L’enjeu n’est pas technologique. Il est managérial. L’IA impose de clarifier ce qui relève de l’automatisation et ce qui relève du jugement humain. Ici encore, elle oblige à expliciter les responsabilités plutôt qu’à les diluer dans l’outil.
Implications pour les managers et les DRH
Pour les managers de proximité, le cœur du métier se déplace vers la clarification, la priorisation et la régulation des tensions. Un management explicite en quelque sorte. Pour les managers intermédiaires, le rôle devient encore plus stratégique : traduire, amortir, rendre cohérentes des injonctions souvent contradictoires. Pour les DRH, l’enjeu n’est plus seulement de développer des compétences, mais de réinterroger le modèle managérial implicite que l’organisation diffuse réellement. Voudront-ils se saisir de ce chantier ?
Manager en 2026
L’année qui s’ouvre ne demandera pas aux managers d’être plus héroïques, plus rapides ou plus inspirants. Elle leur demandera autre chose de plus exigeant et moins spectaculaire : assumer lucidement ce que le management produit, au-delà des intentions affichées. En 2026, les entreprises performantes ne seront pas celles qui auront empilé de nouveaux outils, ni celles qui auront multiplié les discours sur le bien-être ou l’IA. Ce seront celles qui auront accepté de rendre explicite leur modèle managérial réel : ce qu’elles priorisent effectivement, ce qu’elles tolèrent, ce qu’elles sacrifient, et ce qu’elles protègent.

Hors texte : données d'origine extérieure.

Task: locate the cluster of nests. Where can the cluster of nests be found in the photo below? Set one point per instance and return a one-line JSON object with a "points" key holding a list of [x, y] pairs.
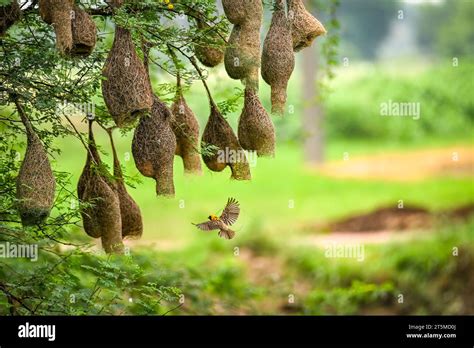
{"points": [[108, 211]]}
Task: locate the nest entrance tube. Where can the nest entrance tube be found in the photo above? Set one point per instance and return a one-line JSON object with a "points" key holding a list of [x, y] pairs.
{"points": [[154, 146], [35, 184], [132, 224], [101, 215], [256, 131], [126, 88], [186, 129], [278, 59], [226, 150]]}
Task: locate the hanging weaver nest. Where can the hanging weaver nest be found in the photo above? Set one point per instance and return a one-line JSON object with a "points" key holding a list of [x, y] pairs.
{"points": [[256, 131], [278, 60], [132, 224], [242, 55], [226, 150], [35, 184], [126, 88], [304, 27], [84, 33], [209, 56], [59, 14], [101, 214], [186, 129], [154, 146], [240, 11], [9, 14]]}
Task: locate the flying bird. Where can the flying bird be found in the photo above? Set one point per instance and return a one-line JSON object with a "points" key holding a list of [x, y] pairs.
{"points": [[228, 217]]}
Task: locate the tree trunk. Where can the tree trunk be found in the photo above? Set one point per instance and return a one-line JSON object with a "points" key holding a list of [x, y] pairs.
{"points": [[313, 112]]}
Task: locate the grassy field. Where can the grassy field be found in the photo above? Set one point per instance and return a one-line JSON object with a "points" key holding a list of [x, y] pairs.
{"points": [[271, 267]]}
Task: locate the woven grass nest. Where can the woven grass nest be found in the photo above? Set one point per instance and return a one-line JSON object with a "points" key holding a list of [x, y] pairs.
{"points": [[256, 131], [132, 224], [84, 33], [226, 147], [186, 129], [58, 14], [239, 11], [242, 55], [278, 59], [304, 26], [9, 14], [126, 88], [208, 55], [154, 146], [101, 213], [35, 184]]}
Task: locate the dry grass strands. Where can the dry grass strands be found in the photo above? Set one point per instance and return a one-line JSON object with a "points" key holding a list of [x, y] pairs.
{"points": [[154, 146], [101, 216], [278, 59], [304, 27], [9, 14], [239, 11], [35, 184], [59, 14], [132, 224], [256, 131], [226, 148], [126, 89], [84, 33], [186, 129], [210, 56], [242, 55]]}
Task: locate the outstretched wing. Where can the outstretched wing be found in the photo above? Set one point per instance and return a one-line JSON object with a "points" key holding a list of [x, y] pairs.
{"points": [[208, 225], [231, 212]]}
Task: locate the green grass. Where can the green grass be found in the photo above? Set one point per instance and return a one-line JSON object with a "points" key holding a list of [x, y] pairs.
{"points": [[283, 197], [278, 184]]}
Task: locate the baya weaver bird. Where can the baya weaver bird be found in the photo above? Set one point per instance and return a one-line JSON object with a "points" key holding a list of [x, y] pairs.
{"points": [[228, 217]]}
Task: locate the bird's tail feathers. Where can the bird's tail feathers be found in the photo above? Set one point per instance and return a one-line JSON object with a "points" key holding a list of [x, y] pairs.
{"points": [[227, 234]]}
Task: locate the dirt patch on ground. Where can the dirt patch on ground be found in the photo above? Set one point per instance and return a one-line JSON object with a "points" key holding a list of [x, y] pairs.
{"points": [[395, 219], [414, 165]]}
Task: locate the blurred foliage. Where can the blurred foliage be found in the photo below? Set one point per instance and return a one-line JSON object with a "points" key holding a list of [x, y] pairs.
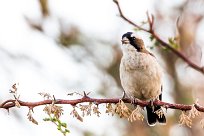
{"points": [[44, 7]]}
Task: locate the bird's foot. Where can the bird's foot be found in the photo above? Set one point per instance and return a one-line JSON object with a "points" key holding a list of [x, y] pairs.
{"points": [[134, 100], [151, 103]]}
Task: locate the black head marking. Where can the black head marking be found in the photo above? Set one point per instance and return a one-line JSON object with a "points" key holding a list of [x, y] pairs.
{"points": [[134, 41], [128, 34]]}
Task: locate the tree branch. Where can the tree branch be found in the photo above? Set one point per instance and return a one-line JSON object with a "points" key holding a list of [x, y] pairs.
{"points": [[162, 43], [11, 103]]}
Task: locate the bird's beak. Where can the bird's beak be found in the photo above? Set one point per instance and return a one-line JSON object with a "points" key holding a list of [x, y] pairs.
{"points": [[125, 41]]}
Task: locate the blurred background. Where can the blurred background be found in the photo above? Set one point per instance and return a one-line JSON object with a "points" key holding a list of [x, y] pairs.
{"points": [[66, 46]]}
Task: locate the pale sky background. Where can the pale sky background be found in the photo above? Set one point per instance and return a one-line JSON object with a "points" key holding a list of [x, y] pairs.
{"points": [[38, 64]]}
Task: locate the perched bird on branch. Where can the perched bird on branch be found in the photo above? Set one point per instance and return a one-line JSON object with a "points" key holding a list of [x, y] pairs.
{"points": [[141, 76]]}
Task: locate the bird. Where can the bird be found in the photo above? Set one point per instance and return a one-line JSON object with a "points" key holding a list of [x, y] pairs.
{"points": [[141, 76]]}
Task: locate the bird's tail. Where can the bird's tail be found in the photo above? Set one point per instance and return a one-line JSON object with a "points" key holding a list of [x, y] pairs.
{"points": [[155, 114]]}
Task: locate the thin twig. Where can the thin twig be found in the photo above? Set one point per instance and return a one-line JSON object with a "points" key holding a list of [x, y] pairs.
{"points": [[11, 103]]}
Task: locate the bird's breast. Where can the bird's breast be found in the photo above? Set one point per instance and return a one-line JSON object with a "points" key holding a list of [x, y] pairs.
{"points": [[140, 75]]}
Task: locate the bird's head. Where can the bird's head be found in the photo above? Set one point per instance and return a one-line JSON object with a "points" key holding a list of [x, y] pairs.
{"points": [[131, 39]]}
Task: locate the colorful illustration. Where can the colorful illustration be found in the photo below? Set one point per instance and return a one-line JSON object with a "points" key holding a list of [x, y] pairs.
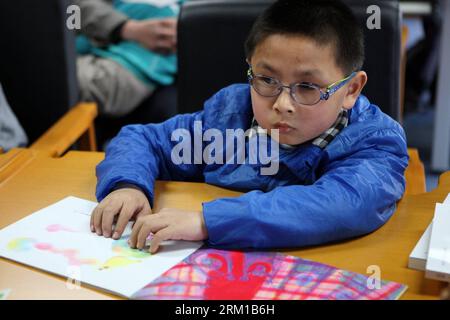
{"points": [[125, 255], [118, 261], [122, 248], [58, 239], [217, 274]]}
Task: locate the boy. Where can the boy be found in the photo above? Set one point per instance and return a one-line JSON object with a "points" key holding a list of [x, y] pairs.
{"points": [[341, 160]]}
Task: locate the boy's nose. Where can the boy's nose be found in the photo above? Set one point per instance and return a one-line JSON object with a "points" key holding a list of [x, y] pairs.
{"points": [[284, 103]]}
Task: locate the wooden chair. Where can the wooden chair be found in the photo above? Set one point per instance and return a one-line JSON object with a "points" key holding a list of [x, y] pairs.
{"points": [[76, 125]]}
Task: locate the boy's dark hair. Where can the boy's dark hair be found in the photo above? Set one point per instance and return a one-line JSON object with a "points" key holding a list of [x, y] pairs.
{"points": [[324, 21]]}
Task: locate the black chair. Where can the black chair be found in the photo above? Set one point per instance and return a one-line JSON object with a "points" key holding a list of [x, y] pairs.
{"points": [[211, 36]]}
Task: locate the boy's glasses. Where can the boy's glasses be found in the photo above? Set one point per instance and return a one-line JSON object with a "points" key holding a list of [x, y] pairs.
{"points": [[303, 93]]}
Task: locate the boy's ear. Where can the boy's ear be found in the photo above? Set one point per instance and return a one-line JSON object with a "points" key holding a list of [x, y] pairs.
{"points": [[355, 87]]}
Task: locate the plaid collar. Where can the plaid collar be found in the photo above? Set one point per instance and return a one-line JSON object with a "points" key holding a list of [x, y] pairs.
{"points": [[321, 141]]}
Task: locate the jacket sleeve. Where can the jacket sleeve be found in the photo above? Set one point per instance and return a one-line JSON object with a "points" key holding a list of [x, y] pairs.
{"points": [[140, 154], [354, 195], [99, 19]]}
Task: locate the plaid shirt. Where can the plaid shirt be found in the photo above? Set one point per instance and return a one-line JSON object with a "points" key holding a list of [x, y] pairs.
{"points": [[321, 141]]}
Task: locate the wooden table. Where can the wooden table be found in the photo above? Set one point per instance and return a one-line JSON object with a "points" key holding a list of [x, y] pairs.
{"points": [[30, 180]]}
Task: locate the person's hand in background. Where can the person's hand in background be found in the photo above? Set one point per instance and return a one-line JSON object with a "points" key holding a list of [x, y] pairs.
{"points": [[159, 35], [123, 205]]}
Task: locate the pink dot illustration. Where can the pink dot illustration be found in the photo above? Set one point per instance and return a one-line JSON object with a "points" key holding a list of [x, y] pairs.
{"points": [[43, 246]]}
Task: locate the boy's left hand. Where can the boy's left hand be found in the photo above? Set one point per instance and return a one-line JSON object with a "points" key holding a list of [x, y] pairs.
{"points": [[168, 224]]}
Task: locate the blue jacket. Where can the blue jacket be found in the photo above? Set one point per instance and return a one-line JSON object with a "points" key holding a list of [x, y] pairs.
{"points": [[347, 189]]}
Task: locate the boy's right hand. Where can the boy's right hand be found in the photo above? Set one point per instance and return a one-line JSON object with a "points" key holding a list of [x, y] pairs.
{"points": [[122, 205]]}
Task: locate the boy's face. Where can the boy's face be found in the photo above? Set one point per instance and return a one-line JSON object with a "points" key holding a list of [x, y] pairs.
{"points": [[294, 59]]}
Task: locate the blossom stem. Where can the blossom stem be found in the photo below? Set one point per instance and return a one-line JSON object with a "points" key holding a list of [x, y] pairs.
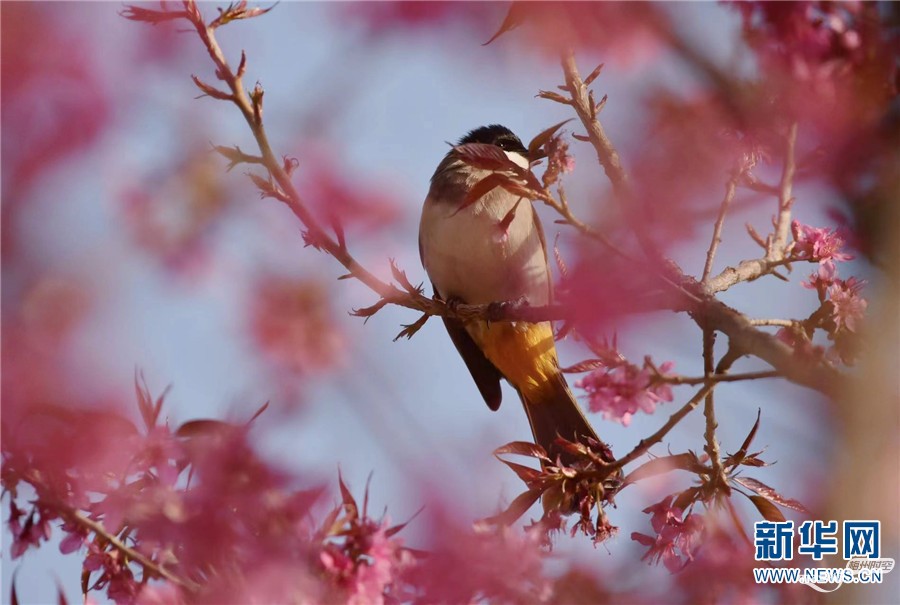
{"points": [[717, 378], [718, 478], [147, 563], [778, 245], [730, 188]]}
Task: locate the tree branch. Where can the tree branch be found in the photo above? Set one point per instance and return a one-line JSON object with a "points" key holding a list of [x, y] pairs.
{"points": [[129, 552]]}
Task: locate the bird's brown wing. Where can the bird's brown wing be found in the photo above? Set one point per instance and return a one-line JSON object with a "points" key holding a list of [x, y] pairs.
{"points": [[486, 375]]}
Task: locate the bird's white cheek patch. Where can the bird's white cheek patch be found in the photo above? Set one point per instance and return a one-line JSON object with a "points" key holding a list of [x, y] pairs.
{"points": [[517, 158]]}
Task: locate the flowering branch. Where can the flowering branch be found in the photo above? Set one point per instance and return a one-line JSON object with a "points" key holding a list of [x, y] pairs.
{"points": [[147, 563], [698, 298], [730, 188], [776, 245]]}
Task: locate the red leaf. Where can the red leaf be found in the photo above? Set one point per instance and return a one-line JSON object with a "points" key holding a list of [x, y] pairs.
{"points": [[514, 18], [685, 498], [738, 457], [765, 507], [523, 448], [525, 473], [687, 462], [136, 13], [348, 500], [764, 490], [258, 412], [584, 366], [545, 135], [516, 509], [203, 428]]}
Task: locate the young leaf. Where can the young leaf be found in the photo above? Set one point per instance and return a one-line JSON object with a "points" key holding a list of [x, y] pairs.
{"points": [[545, 135], [686, 498], [584, 366], [738, 457], [687, 462], [523, 448], [514, 18], [765, 507], [525, 473], [764, 490], [258, 412], [348, 501], [516, 509]]}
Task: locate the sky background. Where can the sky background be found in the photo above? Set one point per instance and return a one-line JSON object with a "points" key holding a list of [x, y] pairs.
{"points": [[379, 103]]}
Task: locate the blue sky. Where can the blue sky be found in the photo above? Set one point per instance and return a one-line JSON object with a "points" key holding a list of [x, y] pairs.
{"points": [[401, 98]]}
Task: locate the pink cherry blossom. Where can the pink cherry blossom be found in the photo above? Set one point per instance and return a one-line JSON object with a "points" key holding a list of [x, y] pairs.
{"points": [[677, 536], [848, 307], [818, 244], [619, 392]]}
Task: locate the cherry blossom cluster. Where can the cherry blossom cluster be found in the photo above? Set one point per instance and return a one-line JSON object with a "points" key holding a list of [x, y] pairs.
{"points": [[620, 390], [842, 307], [677, 535]]}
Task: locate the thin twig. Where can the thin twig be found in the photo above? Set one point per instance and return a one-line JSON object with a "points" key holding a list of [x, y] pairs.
{"points": [[709, 411], [129, 552], [645, 444], [730, 188], [778, 246], [717, 378], [687, 294], [784, 323]]}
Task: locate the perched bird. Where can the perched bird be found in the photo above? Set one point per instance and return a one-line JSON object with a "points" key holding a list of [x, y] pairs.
{"points": [[493, 250]]}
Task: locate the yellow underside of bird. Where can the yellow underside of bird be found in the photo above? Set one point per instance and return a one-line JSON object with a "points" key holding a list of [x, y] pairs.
{"points": [[523, 352]]}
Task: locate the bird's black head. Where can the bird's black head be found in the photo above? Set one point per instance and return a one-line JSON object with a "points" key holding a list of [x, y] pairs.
{"points": [[495, 134]]}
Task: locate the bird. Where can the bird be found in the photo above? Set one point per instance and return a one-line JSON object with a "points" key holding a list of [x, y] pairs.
{"points": [[489, 251]]}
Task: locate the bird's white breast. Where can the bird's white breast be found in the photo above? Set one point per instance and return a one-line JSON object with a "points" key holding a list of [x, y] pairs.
{"points": [[469, 255]]}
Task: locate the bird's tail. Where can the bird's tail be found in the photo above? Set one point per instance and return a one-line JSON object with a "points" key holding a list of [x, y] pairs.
{"points": [[553, 412]]}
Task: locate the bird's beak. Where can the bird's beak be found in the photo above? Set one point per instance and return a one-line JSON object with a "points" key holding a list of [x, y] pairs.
{"points": [[537, 155]]}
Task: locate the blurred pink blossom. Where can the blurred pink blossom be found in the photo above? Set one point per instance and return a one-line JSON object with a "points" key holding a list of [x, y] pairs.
{"points": [[621, 391], [677, 536]]}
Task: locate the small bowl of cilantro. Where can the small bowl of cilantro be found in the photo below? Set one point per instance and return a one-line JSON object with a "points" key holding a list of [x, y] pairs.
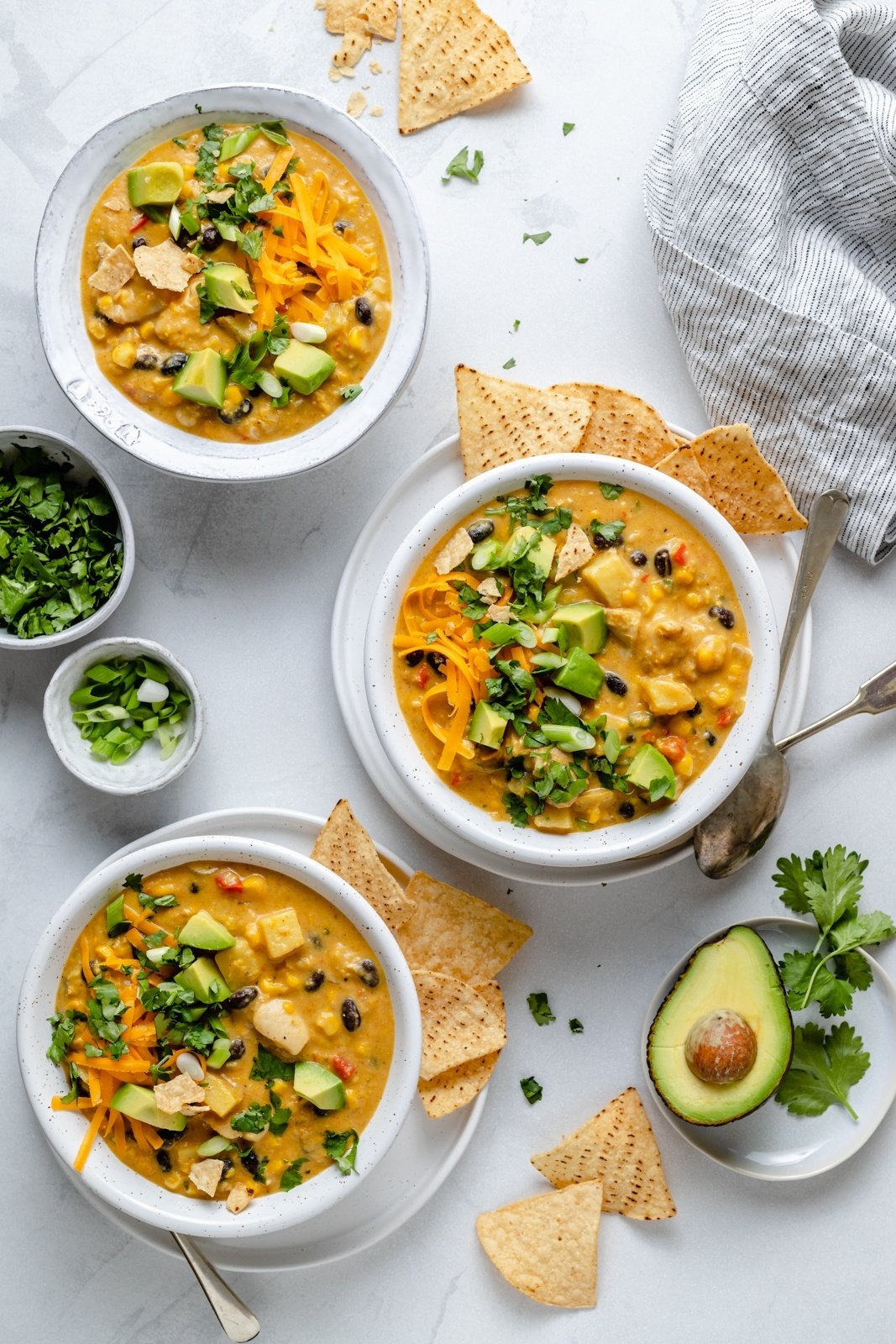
{"points": [[123, 716], [66, 542]]}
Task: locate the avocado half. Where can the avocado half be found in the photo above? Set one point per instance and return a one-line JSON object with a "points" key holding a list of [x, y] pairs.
{"points": [[734, 974]]}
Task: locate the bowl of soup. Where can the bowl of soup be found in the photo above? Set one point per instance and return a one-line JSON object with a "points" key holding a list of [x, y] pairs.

Gageons que le manager jouera le rôle d'acteur de cohérence, capable de réguler l’incertitude, de contenir la surcharge et de rendre les arbitrages compréhensibles. Il cessera de laisser son enseignement implicite opérer dans l’angle mort. Là où le cadre est flou, la charge devient toxique. Là où les priorités sont contradictoires, l’engagement se fragilise. Là où les responsabilités sont diluées, la technologie accentue les tensions au lieu de les résoudre.
Manager en 2026 consistera moins à commander qu’à clarifier. Moins glorieux ;) mais plus utile. Et bonané.
(1) L'évocation de l'IA est toujours floue. J'aurais l'occasion d'y revenir. Mais tenons au fait qu'en 2026, l'IA reste souvent limitée aux capacités de l'IA embarquée dans des outils. Pas grand chose à voir avec les modèles les plus élaborés.
(2) Sur la santé mentale, lire l'article .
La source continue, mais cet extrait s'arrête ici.